This week [the city of] Darmstadt hosts a closed-door, governmental meeting of the Inter-Agency Space Debris Coordination Committee (IADC). Whether it was planned or not, the IADC is set to discuss a much-needed renewal of international space law, which is, experts admit, rather vague. But how far they will go is anyone’s guess.
…There is a palpable sense that the space community needs enforceable international laws and regulations, rather than – or merely to bolster – its current inter-agency agreements. They’ve served us so far, but few countries have actually signed up to them. That leaves a lot of wriggle-room, especially as space becomes increasingly commercialized.

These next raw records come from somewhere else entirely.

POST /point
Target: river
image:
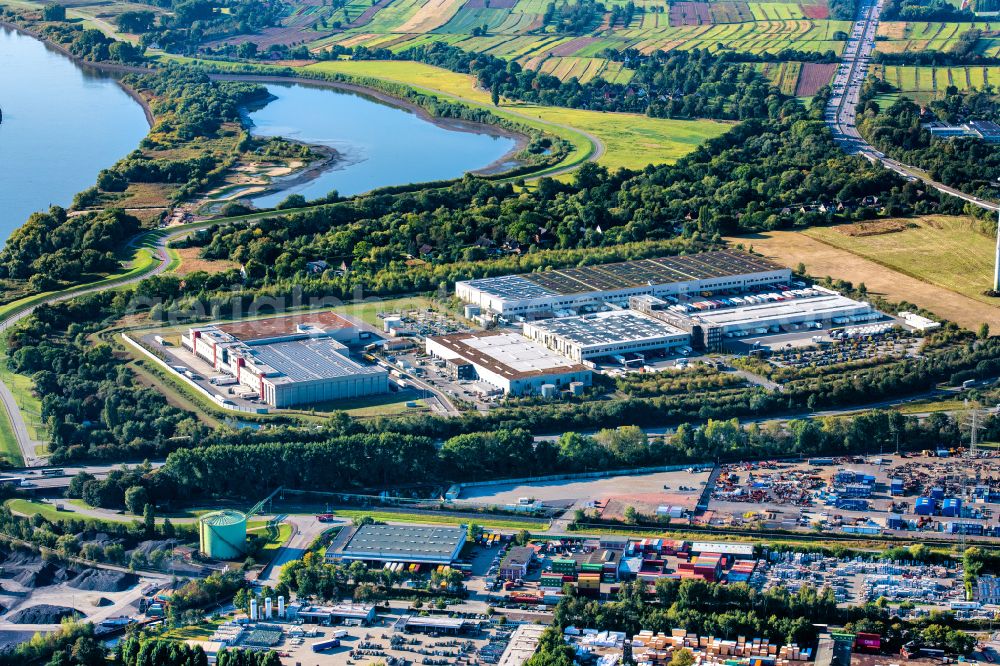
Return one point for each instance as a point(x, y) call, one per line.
point(380, 144)
point(61, 125)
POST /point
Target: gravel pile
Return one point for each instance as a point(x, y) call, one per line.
point(38, 575)
point(102, 580)
point(43, 614)
point(147, 547)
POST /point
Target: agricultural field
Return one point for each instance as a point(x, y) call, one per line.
point(783, 75)
point(514, 30)
point(952, 252)
point(630, 140)
point(929, 82)
point(942, 264)
point(899, 36)
point(584, 69)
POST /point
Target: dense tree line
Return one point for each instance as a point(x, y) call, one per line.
point(341, 457)
point(843, 10)
point(969, 164)
point(728, 611)
point(575, 17)
point(93, 45)
point(763, 174)
point(90, 399)
point(55, 247)
point(128, 488)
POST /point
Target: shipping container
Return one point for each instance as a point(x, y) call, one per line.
point(326, 645)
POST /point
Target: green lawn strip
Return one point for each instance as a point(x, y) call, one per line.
point(431, 519)
point(174, 393)
point(31, 508)
point(195, 632)
point(9, 448)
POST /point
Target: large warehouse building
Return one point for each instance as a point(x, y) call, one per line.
point(408, 544)
point(712, 321)
point(291, 360)
point(604, 334)
point(508, 361)
point(527, 296)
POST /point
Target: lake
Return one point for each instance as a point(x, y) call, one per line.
point(61, 125)
point(380, 144)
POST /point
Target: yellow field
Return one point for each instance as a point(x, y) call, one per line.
point(942, 263)
point(432, 15)
point(630, 140)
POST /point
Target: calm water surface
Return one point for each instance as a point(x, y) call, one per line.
point(61, 125)
point(381, 144)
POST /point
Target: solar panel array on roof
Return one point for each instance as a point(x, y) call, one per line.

Most of our space activities are governed by the Outer Space Treaty of 1967. It’s a short document that primarily seeks to ensure space operations are “peaceful” and for the good of all humanity. It is complemented by other agreements, including a set of documents on mitigating space debris. “We have a good, coherent set of justified rules and we don’t intend to alter them drastically,” said Christophe Bonnal of the French Space Agency, CNES, and the International Academy of Astronautics (IAA) in closing remarks last week. “But we will improve them at the IADC meeting to include mega-constellations.”
It appears to me that this is a push-back against Luxembourg’s recent announcement that it is going to request a renegotiation of the Outer Space Treaty to allow for property rights in space. What this article is advocating instead is that the treaty increase its control and regulatory power over private satellite constellations, which at present are not covered by the treaty.